Nobody knows what was going on in the mind of Dr. Shipman. Everybody assumes that he was evil, but perhaps he felt that he was assisting elderly people out of their misery. We do not know. But the point remains that it will be legal to do such things.

We are told that the Bill is about enhancing patient autonomy. Really? Can we be sure of that? The underlying principle is the assumption made so often in the modern world: that the hastening of death is almost always in the best interests of a patient, once their quality of life has deteriorated to a certain level. My basic premise is that I do not accept that. Even the Bill's supporters must accept that the contention that we as a society have a right to take such decisions about a human being is debatable. We have to address that issue.

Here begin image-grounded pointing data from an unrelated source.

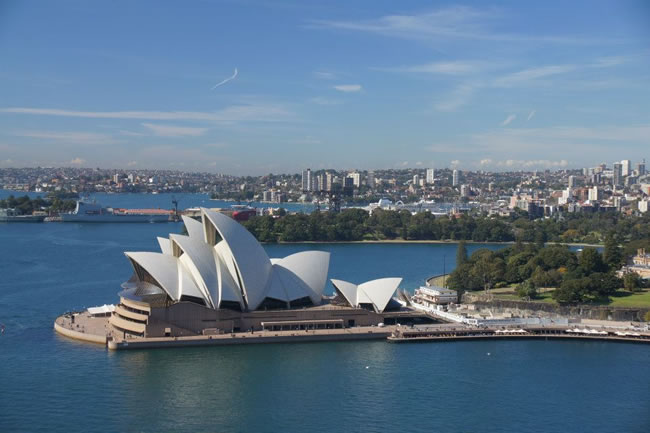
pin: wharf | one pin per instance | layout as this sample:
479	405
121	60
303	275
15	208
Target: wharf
447	333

Mention has been made of the Burke judgment and I need not repeat the arguments, but that judgment is there. The High Court judge, Mr. Justice Munby, challenged the guidance of the General Medical Council, which appeared to permit doctors to withdraw treatment—including food and fluid—from mentally incapacitated patients, regardless of their consent. He reminded us that the withdrawal of food and fluid from patients causes

"pain, discomfort and extreme distress".

We know from the personal experiences related to us today that that is entirely true. He also said that the guidance is unlawful under the European convention on human rights. I do not believe that the Minister has told us the whole story. Civil servants and others who assisted him in the Bill's drafting are seriously concerned about that judgment. Indeed, I am told that they are furiously working on a re-hash of the Bill as we speak. Yet we are told that proceedings in Committee must finish by the end of this month. We have to address these arguments.

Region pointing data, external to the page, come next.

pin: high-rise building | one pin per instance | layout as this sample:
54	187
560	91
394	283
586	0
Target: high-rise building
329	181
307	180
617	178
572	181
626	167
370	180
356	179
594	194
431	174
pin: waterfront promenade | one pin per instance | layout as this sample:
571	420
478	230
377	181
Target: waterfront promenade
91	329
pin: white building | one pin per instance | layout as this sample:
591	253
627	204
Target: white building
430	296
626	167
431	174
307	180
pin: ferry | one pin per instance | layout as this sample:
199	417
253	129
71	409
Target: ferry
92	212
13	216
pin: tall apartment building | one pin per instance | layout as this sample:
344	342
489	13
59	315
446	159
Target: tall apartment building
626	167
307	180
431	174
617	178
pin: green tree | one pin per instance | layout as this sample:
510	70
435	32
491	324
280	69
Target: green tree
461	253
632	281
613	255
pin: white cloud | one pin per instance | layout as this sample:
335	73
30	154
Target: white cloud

Revealingly, for supporters of the Bill such as the Voluntary Euthanasia Society, which claims to have a neutral and impartial view and wishes only to give the "choice" of death or life to certain patients, the Bill in its current form does not appear to recognise the validity of "positive" advance directives, as I would want to do. Such directives require the giving of food and fluid with medical assistance. In the words of Shakespeare's "Measure For Measure", this, then, is "absolute for death". I believe sincerely that this Bill is part of a culture of death, and that we are on a slippery slope. People are prepared to play God because they believe that it is no longer in the best interests of a particular patient to survive. I passionately believe that that is a hugely dangerous contention. Once we start down that route, where will it stop?

I shall now say something that will be considered very controversial, and people will doubtless disagree with me. There may well have been people working in Germany before the second world war who believed that there were certain mental patients whose quality of life had deteriorated to such an extent that it was humane to put them out of their misery. Everyone in Europe now utterly deplores that programme. In fact, the German people brought that particular programme—though not, unfortunately, others—to a close. Some people sincerely believed that they were entitled to make such moral judgments, but I believe that once we go down the route of creating people—whether we call them attorneys or deputies, which are legal names, meaning nothing to the general public—who are able to make such judgments, we are creating a class of citizen with the power of life and death over us. That is not a path down which we should tread.